Magnificent, not Great

ERIC FRANCIS -- Calgary Sun

, Last Updated: 8:53 AM ET

In the end, Wayne won. As hockey fans and historians look back at a career inextricably linked to that of Wayne Gretzky, Mario Lemieux retired yesterday the second-best of an era.

Punctuating a career that featured several of the most stirring comebacks in sports lore, Lemieux's final attempt to resurrect his greatness fell short, prompting him to admit age and ailments had finally rendered him average.

It was the type of announcement Gretzky never had to make mid-season as he recognized that by season's end in 1999 it was time to go. He left in celebration.

As frustrating as it was for the hockey world to see Gretzky leave the game at age 38 with so much left to give, he made it clear he didn't want to end his playing days the same abrupt way Brett Hull and Lemieux have this year -- in disappointment.

The departures of the two greatest players of their time offer a significant footnote to a debate that has raged in Canadian hockey circles since Lemieux drew comparisons to Gretzky in junior: Who's better, Wayne or Mario?

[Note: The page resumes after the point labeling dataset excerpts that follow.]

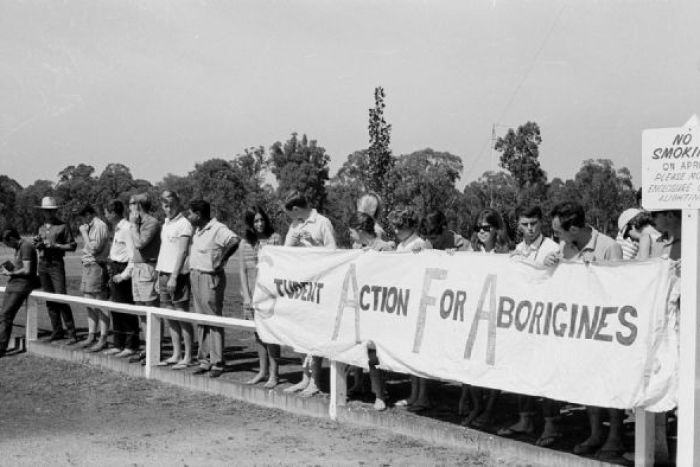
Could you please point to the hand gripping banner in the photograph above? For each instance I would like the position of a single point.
(597, 334)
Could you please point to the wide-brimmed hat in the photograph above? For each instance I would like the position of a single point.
(626, 216)
(48, 203)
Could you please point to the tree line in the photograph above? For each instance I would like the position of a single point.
(425, 179)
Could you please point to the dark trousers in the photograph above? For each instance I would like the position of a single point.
(52, 275)
(10, 306)
(126, 326)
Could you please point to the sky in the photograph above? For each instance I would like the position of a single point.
(160, 85)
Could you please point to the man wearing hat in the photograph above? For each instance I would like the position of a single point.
(52, 242)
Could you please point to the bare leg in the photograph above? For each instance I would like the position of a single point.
(263, 361)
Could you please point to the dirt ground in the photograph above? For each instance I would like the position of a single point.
(58, 413)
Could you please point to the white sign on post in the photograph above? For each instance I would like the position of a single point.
(671, 167)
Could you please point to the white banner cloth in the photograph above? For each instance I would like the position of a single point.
(592, 334)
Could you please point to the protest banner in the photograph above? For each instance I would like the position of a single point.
(593, 334)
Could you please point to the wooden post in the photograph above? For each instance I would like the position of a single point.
(644, 431)
(32, 329)
(152, 342)
(688, 395)
(339, 388)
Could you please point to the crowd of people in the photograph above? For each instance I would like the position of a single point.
(178, 263)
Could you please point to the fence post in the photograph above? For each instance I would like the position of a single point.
(32, 329)
(688, 453)
(152, 342)
(644, 431)
(339, 388)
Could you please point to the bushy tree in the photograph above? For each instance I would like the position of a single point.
(301, 164)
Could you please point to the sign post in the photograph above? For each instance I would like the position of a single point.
(671, 180)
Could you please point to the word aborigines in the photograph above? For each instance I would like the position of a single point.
(582, 321)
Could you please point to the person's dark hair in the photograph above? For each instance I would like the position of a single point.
(251, 235)
(293, 199)
(8, 233)
(641, 220)
(115, 206)
(87, 209)
(494, 219)
(570, 214)
(142, 201)
(201, 207)
(403, 218)
(528, 211)
(434, 223)
(362, 222)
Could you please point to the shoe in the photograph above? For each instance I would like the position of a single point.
(100, 346)
(125, 353)
(140, 357)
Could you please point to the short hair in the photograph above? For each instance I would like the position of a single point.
(141, 199)
(201, 207)
(87, 209)
(170, 194)
(403, 218)
(293, 199)
(363, 222)
(8, 233)
(641, 220)
(251, 235)
(528, 211)
(570, 213)
(434, 223)
(115, 206)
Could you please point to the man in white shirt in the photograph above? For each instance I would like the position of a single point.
(308, 229)
(174, 276)
(93, 284)
(120, 267)
(212, 245)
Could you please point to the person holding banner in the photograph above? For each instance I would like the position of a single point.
(120, 267)
(533, 249)
(174, 276)
(145, 235)
(405, 222)
(259, 232)
(22, 280)
(53, 241)
(308, 229)
(94, 280)
(212, 245)
(581, 242)
(489, 236)
(363, 232)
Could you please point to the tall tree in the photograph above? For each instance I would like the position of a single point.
(301, 164)
(379, 160)
(520, 155)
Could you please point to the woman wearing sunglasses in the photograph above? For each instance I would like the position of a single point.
(489, 236)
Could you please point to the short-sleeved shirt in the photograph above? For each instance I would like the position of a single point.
(170, 234)
(56, 232)
(208, 245)
(96, 250)
(145, 235)
(319, 228)
(600, 247)
(23, 283)
(536, 251)
(413, 242)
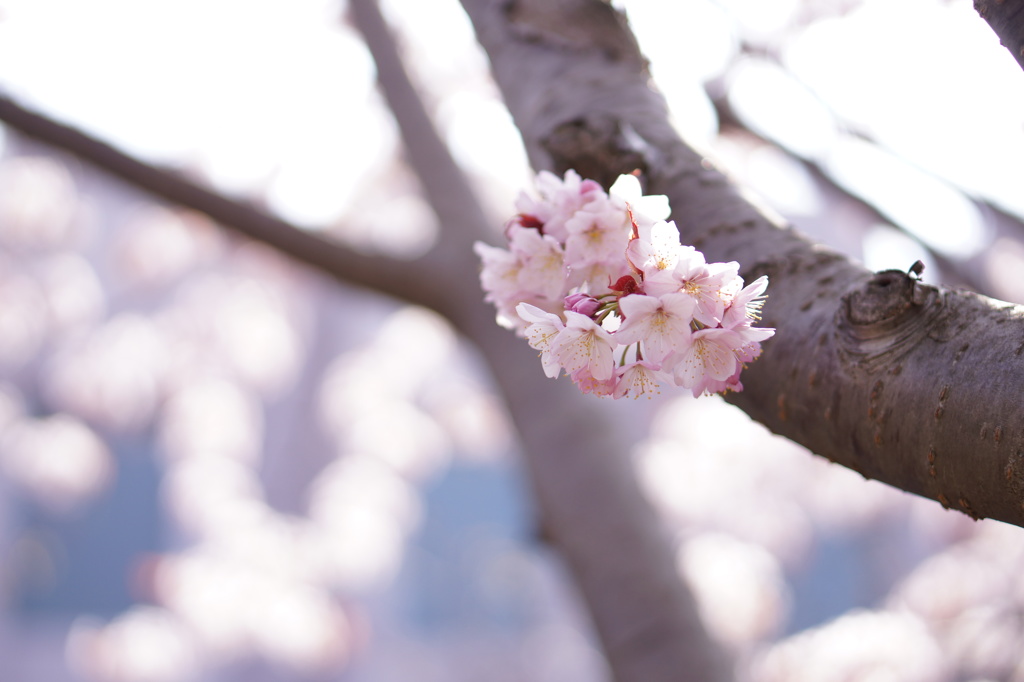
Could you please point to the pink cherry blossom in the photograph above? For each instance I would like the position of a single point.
(663, 324)
(636, 379)
(543, 269)
(584, 343)
(599, 284)
(711, 354)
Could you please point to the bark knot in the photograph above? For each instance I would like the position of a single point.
(886, 316)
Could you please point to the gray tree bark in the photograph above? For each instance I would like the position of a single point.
(915, 385)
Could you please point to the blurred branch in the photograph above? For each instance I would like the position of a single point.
(590, 503)
(1007, 19)
(962, 273)
(910, 384)
(395, 278)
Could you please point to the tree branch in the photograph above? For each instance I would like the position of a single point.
(402, 280)
(1007, 19)
(913, 385)
(590, 503)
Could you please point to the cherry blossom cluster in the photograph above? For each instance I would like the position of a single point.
(600, 285)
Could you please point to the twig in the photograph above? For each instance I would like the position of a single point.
(392, 276)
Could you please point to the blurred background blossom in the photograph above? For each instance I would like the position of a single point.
(217, 466)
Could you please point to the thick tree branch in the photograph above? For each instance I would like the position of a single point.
(1007, 19)
(590, 503)
(395, 278)
(916, 386)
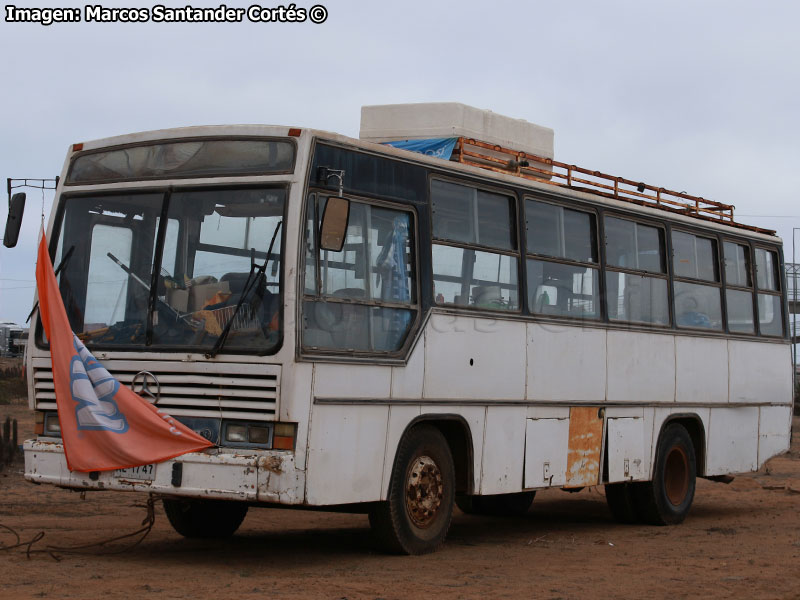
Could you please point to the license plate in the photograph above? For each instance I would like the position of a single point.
(142, 473)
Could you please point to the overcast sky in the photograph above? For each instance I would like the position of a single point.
(699, 95)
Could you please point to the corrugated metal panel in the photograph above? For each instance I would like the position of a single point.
(229, 390)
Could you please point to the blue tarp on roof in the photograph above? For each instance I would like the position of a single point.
(437, 147)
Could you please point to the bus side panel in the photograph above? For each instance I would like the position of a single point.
(346, 453)
(641, 367)
(774, 433)
(642, 432)
(407, 380)
(504, 449)
(702, 370)
(566, 363)
(732, 440)
(760, 372)
(474, 358)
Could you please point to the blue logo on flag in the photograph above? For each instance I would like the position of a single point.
(94, 388)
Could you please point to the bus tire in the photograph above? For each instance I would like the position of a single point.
(621, 502)
(416, 516)
(497, 505)
(204, 518)
(666, 499)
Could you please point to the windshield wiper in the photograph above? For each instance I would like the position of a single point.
(255, 275)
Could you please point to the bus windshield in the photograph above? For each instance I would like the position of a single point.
(172, 269)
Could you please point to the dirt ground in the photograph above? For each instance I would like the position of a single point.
(740, 540)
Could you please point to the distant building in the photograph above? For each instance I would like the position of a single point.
(13, 339)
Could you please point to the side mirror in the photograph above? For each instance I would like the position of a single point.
(14, 223)
(334, 224)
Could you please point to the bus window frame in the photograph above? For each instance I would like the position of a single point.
(516, 239)
(718, 283)
(667, 275)
(780, 292)
(166, 191)
(596, 213)
(211, 138)
(723, 239)
(302, 296)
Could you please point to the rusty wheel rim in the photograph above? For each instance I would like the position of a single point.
(424, 491)
(676, 475)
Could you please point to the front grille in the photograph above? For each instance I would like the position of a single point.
(197, 389)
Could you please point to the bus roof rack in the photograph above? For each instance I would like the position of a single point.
(469, 151)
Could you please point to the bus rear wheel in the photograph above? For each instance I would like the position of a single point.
(666, 499)
(416, 516)
(500, 505)
(204, 518)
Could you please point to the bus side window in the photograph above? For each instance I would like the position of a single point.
(770, 316)
(475, 255)
(636, 274)
(698, 292)
(562, 261)
(367, 296)
(739, 288)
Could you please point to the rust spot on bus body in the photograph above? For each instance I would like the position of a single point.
(585, 443)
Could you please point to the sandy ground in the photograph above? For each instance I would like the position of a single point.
(740, 540)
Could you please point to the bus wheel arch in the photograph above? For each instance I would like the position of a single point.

Gretzky-backers point to his scoring titles (10 to Lemieux's six), Stanley Cups (4 to 2), Hart Trophies (9 to 3) and scoring streaks (51 to 46 games).

Still, Lemieux left the game in 1997 with a higher points-per-game average. The argument from Lemieux fans went that with fewer games lost to injury, the Magnificent Montrealer would have challenged many more of Gretzky's records as the game's most prolific scorer. As the 40-year-old Lemieux said yesterday: "We'll never know."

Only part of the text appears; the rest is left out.